絵はあまり得意じゃないから、複雑じゃなさそうな装飾で……。
 目の前のことに集中しようとしたけれど、嫌でも二人の会話が耳に入ってくる。
「でも鶴咲さん可愛いし、SNS始めたら一気にフォロワー増えちゃいそうじゃない?」
「いやいや、そんなことないでしょ」
 やけにしつこくSNSのことを話してくるな。
 青花の顔も引きつってるし、助け船を出してあげたいけど、話題が縁遠いものすぎてなかなか割って入れない。

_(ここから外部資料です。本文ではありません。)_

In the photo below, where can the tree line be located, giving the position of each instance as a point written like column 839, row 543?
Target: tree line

 桐生はさっきまで人を仕切っていた癖に、全く作業を進めずに話しかけている。
「本物の眠り姫なんて、バズりそうじゃない?」
「え……?」
「こんな美少女が、コールドスリープなんて映画みたいな人生歩んでるって皆知ったらさー、〝反対派〟の人だって……」
 その言葉を聞いた瞬間、俺は気づいたら鉛筆の芯を根元からへし折っていた。
 それから、勢いよく椅子から立ち上がり、桐生を睨みつける。
「何が〝映画みたい〟だよ……」
 いったい何を言ってるんだ、こいつは。
 信じられない気持ちで、もはや言語が伝わらない宇宙人みたいに見える桐生を見下ろす。
 教室中から視線を掻き集めていても、どうでもいい。
「お前、どんな考えしてたらそんなこと言えるんだよ……」
「は? えー、何々、どうした神代く」
「映画みたい、じゃないだろ。青花にとっては、全部〝リアル〟だよ……」
 自分の中に、こんな怒りの感情が眠っているなんて、思わなかった。
 岡本や木下に対する怒りをはるかに超えているのは、傷つけられたのが自分じゃなく、青花だったから。自分にとって、大切な相手だったから。

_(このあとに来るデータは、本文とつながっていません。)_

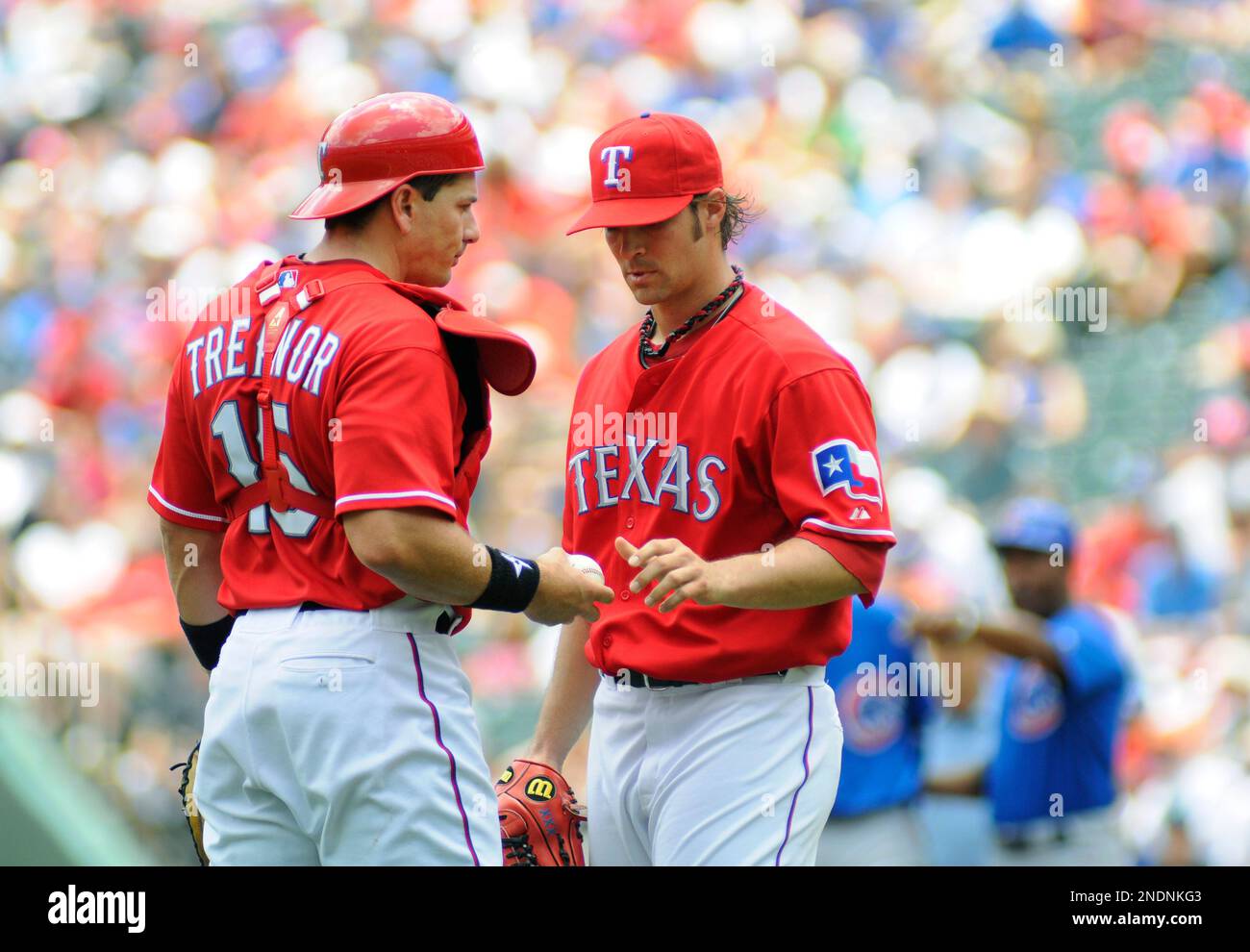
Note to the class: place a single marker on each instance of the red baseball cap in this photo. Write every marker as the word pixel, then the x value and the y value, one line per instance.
pixel 646 170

 青花はぽかんとした顔をしているけれど、桐生は俺をハッとした顔で見ながら、「ごめん、軽率すぎたかも……」と素直に謝ってきた。
 俺は怒りを鎮めるために、桐生を視界から外したいと思い、そっと教室を出た。
 人気のない階段の踊り場まで無言で歩くと、壁に額をつけて思わずうなだれる。
 あんなに感情を剥き出しにすることなんて、今まで一度もなかったというのに。
 青花だって、きっと困っただろう。
 勝手に青花の気持ちを想像して、あんな風に怒りをぶつけるなんて。
「最悪だ……」
 自分らしくない行動に、羞恥心でいっぱいになる。
 しかしすぐに、あの場に青花を置いて出てしまったことに気づき、顔を上げる。